The prior art has the following defects: the position of a light source cannot be adjusted in the use process of the existing spectrometer, so that the light source cannot irradiate a sample well, the light source cannot detect the sample well, and the detection efficiency of the sample can be influenced.

The above information disclosed in this background section is only for enhancement of understanding of the background of the disclosure and therefore it may contain information that does not constitute prior art that is already known to a person of ordinary skill in the art.

SUMMERY OF THE UTILITY MODEL

The utility model aims at providing a be applied to light removal calibration subassembly of ultraviolet raman spectroscopy, through the setting of lead screw and fly leaf, first motor work can drive the lead screw and rotate, second motor work can drive the running gear and take place the rotation simultaneously, and then can drive the fly leaf and rotate, and then can adjust well the position of lamp plate, can drive the axis of rotation through third motor work and rotate, and then can drive and place the board and take place the rotation, and then can adjust the position of sample, with the above-mentioned weak point in the solution technology.
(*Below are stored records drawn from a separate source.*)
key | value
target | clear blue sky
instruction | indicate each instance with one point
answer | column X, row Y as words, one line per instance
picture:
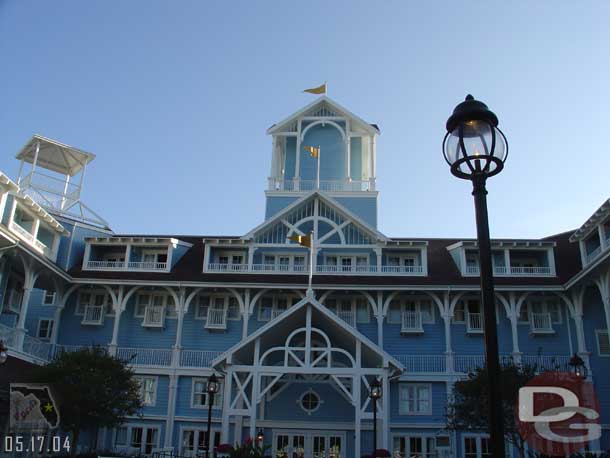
column 175, row 97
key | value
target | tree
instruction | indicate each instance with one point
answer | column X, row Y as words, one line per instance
column 468, row 408
column 93, row 390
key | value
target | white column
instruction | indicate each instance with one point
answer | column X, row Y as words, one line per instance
column 224, row 433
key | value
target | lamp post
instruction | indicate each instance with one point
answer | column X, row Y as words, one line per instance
column 578, row 366
column 212, row 389
column 476, row 149
column 3, row 352
column 375, row 394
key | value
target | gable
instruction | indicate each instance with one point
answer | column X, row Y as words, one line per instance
column 331, row 222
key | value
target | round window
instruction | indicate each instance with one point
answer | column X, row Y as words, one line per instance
column 310, row 401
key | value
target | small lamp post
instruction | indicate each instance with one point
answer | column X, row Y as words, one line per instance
column 260, row 436
column 3, row 352
column 211, row 388
column 578, row 366
column 476, row 149
column 375, row 394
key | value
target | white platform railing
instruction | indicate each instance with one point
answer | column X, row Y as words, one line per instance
column 197, row 358
column 145, row 356
column 154, row 316
column 216, row 318
column 411, row 322
column 423, row 363
column 474, row 322
column 278, row 184
column 94, row 314
column 541, row 323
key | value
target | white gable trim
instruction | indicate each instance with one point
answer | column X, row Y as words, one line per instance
column 365, row 125
column 327, row 199
column 226, row 356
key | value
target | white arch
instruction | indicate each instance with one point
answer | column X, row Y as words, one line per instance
column 323, row 122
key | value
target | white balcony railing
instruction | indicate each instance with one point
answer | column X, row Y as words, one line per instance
column 154, row 316
column 348, row 316
column 538, row 271
column 540, row 323
column 94, row 315
column 216, row 318
column 145, row 356
column 474, row 323
column 411, row 322
column 277, row 184
column 147, row 265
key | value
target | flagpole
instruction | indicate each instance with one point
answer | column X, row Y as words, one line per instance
column 319, row 153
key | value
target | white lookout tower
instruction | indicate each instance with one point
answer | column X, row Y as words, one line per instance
column 55, row 179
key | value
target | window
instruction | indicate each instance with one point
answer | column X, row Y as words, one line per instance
column 199, row 397
column 48, row 297
column 310, row 401
column 603, row 342
column 148, row 390
column 45, row 329
column 414, row 399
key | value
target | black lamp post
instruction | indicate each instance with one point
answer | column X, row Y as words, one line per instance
column 212, row 389
column 476, row 149
column 375, row 394
column 578, row 366
column 3, row 352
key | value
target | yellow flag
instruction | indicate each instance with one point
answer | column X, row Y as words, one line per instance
column 317, row 90
column 303, row 240
column 312, row 150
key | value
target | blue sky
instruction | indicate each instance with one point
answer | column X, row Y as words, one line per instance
column 175, row 97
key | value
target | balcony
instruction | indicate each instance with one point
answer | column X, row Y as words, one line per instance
column 321, row 268
column 93, row 315
column 411, row 322
column 216, row 319
column 474, row 323
column 349, row 316
column 277, row 184
column 515, row 271
column 541, row 323
column 154, row 316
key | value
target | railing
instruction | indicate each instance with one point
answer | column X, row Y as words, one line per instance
column 541, row 323
column 216, row 318
column 147, row 265
column 197, row 358
column 8, row 335
column 276, row 184
column 154, row 316
column 145, row 356
column 411, row 322
column 105, row 264
column 539, row 271
column 594, row 254
column 37, row 348
column 474, row 322
column 348, row 316
column 94, row 314
column 423, row 363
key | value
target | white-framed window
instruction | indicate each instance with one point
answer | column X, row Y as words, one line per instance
column 48, row 297
column 199, row 394
column 310, row 401
column 45, row 329
column 414, row 446
column 603, row 342
column 422, row 305
column 96, row 298
column 415, row 399
column 148, row 389
column 193, row 441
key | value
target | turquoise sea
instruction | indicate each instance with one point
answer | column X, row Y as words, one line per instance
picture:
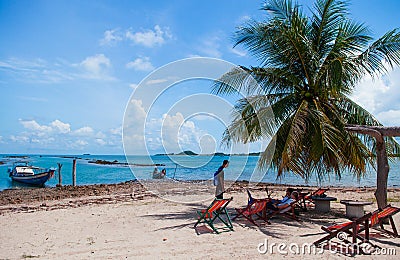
column 178, row 167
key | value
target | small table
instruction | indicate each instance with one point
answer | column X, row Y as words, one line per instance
column 323, row 204
column 354, row 208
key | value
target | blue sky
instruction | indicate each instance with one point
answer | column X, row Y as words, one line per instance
column 69, row 68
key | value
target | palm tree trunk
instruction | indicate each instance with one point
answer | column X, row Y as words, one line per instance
column 382, row 162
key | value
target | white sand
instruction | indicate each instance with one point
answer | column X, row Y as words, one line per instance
column 157, row 229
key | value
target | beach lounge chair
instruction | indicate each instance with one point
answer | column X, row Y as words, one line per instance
column 358, row 229
column 288, row 212
column 255, row 207
column 213, row 212
column 380, row 216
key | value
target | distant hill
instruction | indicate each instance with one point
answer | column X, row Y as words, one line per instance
column 187, row 153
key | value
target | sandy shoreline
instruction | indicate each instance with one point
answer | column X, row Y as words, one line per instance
column 128, row 221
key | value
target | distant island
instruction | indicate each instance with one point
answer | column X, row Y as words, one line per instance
column 115, row 162
column 191, row 153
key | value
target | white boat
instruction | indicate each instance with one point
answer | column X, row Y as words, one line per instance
column 24, row 173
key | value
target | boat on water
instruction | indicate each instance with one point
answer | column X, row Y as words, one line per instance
column 32, row 175
column 159, row 175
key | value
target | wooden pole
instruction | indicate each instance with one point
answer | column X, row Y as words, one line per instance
column 379, row 132
column 74, row 173
column 59, row 175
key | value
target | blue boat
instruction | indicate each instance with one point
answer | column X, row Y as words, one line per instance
column 32, row 175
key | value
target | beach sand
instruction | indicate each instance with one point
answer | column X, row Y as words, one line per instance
column 127, row 221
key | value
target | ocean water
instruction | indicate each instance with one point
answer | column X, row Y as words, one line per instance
column 178, row 167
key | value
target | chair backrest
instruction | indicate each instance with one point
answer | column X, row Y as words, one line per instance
column 218, row 204
column 257, row 206
column 319, row 192
column 250, row 199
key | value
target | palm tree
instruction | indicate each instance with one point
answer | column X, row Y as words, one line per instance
column 308, row 67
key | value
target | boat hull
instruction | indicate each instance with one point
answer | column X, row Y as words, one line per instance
column 37, row 179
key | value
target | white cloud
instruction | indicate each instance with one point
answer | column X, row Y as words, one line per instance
column 60, row 126
column 240, row 53
column 35, row 126
column 173, row 133
column 116, row 131
column 133, row 85
column 60, row 136
column 84, row 131
column 100, row 141
column 141, row 64
column 380, row 95
column 150, row 38
column 111, row 37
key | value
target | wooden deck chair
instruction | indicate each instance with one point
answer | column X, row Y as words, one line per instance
column 288, row 212
column 380, row 216
column 254, row 208
column 358, row 229
column 318, row 192
column 213, row 212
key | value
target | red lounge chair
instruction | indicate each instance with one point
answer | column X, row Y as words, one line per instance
column 353, row 228
column 380, row 216
column 307, row 197
column 288, row 212
column 213, row 212
column 254, row 208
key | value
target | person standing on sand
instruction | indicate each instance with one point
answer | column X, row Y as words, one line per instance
column 219, row 180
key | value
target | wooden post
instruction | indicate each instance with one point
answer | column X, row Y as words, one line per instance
column 379, row 132
column 59, row 175
column 74, row 173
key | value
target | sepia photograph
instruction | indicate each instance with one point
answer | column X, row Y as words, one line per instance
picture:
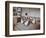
column 24, row 18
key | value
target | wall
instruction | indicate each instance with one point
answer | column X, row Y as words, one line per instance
column 2, row 19
column 31, row 12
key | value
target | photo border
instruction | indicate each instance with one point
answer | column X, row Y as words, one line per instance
column 7, row 18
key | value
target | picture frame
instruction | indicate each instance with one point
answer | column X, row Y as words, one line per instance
column 16, row 9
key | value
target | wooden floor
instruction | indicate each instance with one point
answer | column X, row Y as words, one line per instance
column 20, row 26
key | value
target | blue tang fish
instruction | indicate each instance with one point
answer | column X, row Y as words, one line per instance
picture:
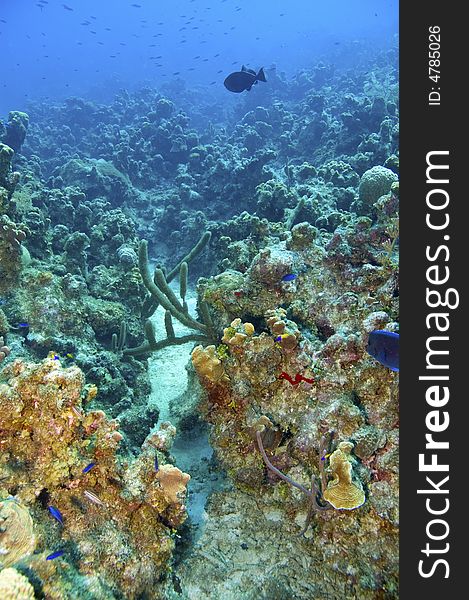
column 55, row 512
column 55, row 555
column 384, row 347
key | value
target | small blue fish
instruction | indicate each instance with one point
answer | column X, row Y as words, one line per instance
column 55, row 555
column 384, row 347
column 55, row 512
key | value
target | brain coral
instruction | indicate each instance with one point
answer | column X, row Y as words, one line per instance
column 375, row 183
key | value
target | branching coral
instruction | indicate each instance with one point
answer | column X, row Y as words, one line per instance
column 161, row 293
column 11, row 251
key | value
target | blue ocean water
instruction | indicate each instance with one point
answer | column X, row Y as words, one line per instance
column 92, row 48
column 199, row 231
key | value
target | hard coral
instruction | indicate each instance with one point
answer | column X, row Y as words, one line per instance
column 207, row 364
column 117, row 517
column 4, row 349
column 17, row 537
column 14, row 586
column 341, row 492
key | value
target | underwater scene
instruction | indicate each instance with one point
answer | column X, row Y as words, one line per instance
column 199, row 300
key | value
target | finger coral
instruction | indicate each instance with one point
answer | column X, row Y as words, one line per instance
column 118, row 517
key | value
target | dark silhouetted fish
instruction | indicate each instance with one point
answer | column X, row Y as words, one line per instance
column 384, row 347
column 243, row 80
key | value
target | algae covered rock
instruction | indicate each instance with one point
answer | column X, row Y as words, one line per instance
column 374, row 183
column 15, row 586
column 16, row 129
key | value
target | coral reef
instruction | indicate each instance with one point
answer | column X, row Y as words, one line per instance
column 297, row 192
column 15, row 586
column 118, row 517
In order to achieve the above object, the present invention provides the following technical solutions: a light movement calibration assembly comprises an apparatus body, wherein a movable plate is arranged on one side of the inner wall of the apparatus body, a lead screw is arranged on the inner side of the movable plate, a first motor is arranged at one end of the lead screw, a movable seat is arranged on the outer side of the lead screw, a lamp plate is arranged at one end of the movable seat, which is far away from the inner wall of the apparatus body, a toothed ring is arranged on the outer side of one end of the movable plate, which is close to the inner wall of the apparatus body, a second motor is arranged at the bottom end of one side of the inner wall of the apparatus body, a rotating gear is arranged at the output end of the second motor, the rotating gear is meshed with the toothed ring, an imaging plate is arranged on the other side of the inner wall of the apparatus body, rotating shafts are arranged on two sides of the inner bottom end of the apparatus body, driven gears are arranged on the outer side of the rotating shafts, a third motor is arranged at the inner bottom end of the apparatus body, and the output end of the third motor is provided with a driving gear, the transmission mechanism is characterized in that a transmission chain is arranged between the driving gear and the driven gear and movably connected with the driving gear through the transmission chain, a transmission gear is arranged on the outer side of the top end of the rotating shaft, and a placing plate is arranged on the outer side of the transmission gear.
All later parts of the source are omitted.